Sarah Goodell examined how uninsurance rates are changing under the ACA. Data were reviewed from multiple sources, including the National Health Interview Survey (NHIS) and Gallup-Healthways Well-Being Index.
Goodell notes that uninsurance rates decreased from 2013 to 2014. Early release of NHIS data seem promising, with 10.5 percent of the nonelderly population uninsured in 2015. Based on Gallup data, since 2010, an estimated 20 million adults have gained insurance coverage. Despite the increased penalty in 2016 for not having insurance, it may be hard to enroll the remaining uninsured adults.
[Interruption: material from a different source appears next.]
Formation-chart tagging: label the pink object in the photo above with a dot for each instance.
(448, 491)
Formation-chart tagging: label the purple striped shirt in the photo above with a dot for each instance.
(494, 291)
A significant number of the remaining nonelderly uninsured people are likely to be ineligible for Medicaid or subsidized plans. Many states with the largest number of uninsured have expressed no intention to expand Medicaid.
“While improved outreach is crucial to reaching uninsured people who are eligible for Medicaid or subsidized Marketplace insurance but have not yet taken up coverage, continued progress in reducing the ranks of the uninsured will also depend on federal and state policy changes that expand the number of people who are eligible for assistance and ensure that assistance is sufficient to make coverage affordable,” Goodell writes.